- Sintesis: Setelah diskusi, perusahaan A setuju untuk menyediakan dokumentasi tambahan atau melakukan penyesuaian pada pengeluarannya, menghasilkan laporan pajak yang lebih akurat dan lengkap.
2. Kasus Wajib Pajak Individu B:
- Tesis: Wajib pajak individu B melaporkan pendapatan dari berbagai sumber yang tampaknya sesuai dengan gaya hidup mereka.
- Antitesis: Analisis lebih lanjut menunjukkan bahwa ada sumber pendapatan yang tidak dilaporkan, berdasarkan perbandingan dengan laporan transaksi bank.
- Sintesis: Wajib pajak B mengakui pendapatan yang terlewat dan setuju untuk memperbarui laporan pajak mereka serta membayar pajak yang terutang.
Model Dialektika Hanacaraka dalam Audit Perpajakan
Model Dialektika Hanacaraka adalah pendekatan yang mengadaptasi struktur tradisional aksara Jawa "Hanacaraka" untuk menyusun proses pemeriksaan pajak secara sistematis dan dialektis. Dialektika Hanacaraka adalah pendekatan filosofis yang berasal dari budaya Jawa, yang mencakup konsep harmoni dan keseimbangan dalam setiap aspek kehidupan. Hanacaraka adalah aksara Jawa yang memiliki nilai filosofi mendalam. Setiap huruf dalam Hanacaraka mengandung ajaran tentang kehidupan, moralitas, dan etika. Dalam audit perpajakan, pendekatan ini dapat digunakan untuk mencapai keseimbangan antara kepatuhan terhadap peraturan perpajakan dan keadilan bagi entitas yang diaudit.
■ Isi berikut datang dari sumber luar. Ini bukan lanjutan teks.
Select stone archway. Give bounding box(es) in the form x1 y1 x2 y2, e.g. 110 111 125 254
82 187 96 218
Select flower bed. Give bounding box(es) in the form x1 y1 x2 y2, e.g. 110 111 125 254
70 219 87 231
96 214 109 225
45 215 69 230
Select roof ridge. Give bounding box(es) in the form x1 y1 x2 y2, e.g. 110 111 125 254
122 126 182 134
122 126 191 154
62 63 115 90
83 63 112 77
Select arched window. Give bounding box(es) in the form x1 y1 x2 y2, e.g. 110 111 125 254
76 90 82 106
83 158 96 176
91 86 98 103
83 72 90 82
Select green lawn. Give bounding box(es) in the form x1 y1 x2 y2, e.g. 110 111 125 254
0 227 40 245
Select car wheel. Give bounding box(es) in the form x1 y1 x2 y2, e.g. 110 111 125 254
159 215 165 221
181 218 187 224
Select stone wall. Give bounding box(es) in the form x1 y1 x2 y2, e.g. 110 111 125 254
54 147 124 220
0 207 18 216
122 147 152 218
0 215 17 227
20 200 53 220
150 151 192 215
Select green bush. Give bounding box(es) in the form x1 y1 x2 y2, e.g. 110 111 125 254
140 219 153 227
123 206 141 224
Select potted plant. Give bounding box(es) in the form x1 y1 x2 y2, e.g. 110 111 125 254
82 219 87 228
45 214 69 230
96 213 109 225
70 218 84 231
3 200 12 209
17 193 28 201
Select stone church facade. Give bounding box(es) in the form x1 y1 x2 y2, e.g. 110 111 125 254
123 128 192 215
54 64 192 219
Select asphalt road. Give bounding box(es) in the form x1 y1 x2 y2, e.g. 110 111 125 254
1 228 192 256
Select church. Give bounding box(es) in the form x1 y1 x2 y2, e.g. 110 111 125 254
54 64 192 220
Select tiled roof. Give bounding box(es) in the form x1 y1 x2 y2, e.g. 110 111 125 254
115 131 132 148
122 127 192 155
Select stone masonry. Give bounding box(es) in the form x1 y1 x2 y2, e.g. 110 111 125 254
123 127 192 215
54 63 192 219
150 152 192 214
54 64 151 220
Menggunakan pendekatan Hanacaraka dalam audit perpajakan penting karena mempertimbangkan aspek budaya dan nilai lokal dalam proses audit. Ini memungkinkan auditor untuk tidak hanya fokus pada kepatuhan hukum tetapi juga mempertimbangkan nilai-nilai etis dan sosial yang relevan. Model ini terdiri dari empat tahap: Hana Caraka (tesis), Data Sawala (antitesis), Padha Jayanya (sama-sama kuat), dan Maga Bathanga (sintesis/kebenaran sejati). Setiap tahap mencerminkan proses dialektis yang bertujuan untuk menemukan kebenaran dan menyelesaikan ketidakpatuhan pajak dengan cara yang adil dan menyeluruh.
1. Hana Caraka (Tesis)
Tahap ini merupakan titik awal dalam proses pemeriksaan perpajakan. Auditor memulai dengan asumsi dasar bahwa laporan pajak yang diajukan oleh wajib pajak adalah benar, lengkap, dan sesuai dengan peraturan perpajakan yang berlaku. Â Tujuannya adalah menetapkan dasar pemahaman yang netral dan tidak bias untuk memulai proses audit, memberikan wajib pajak keuntungan dari keraguan.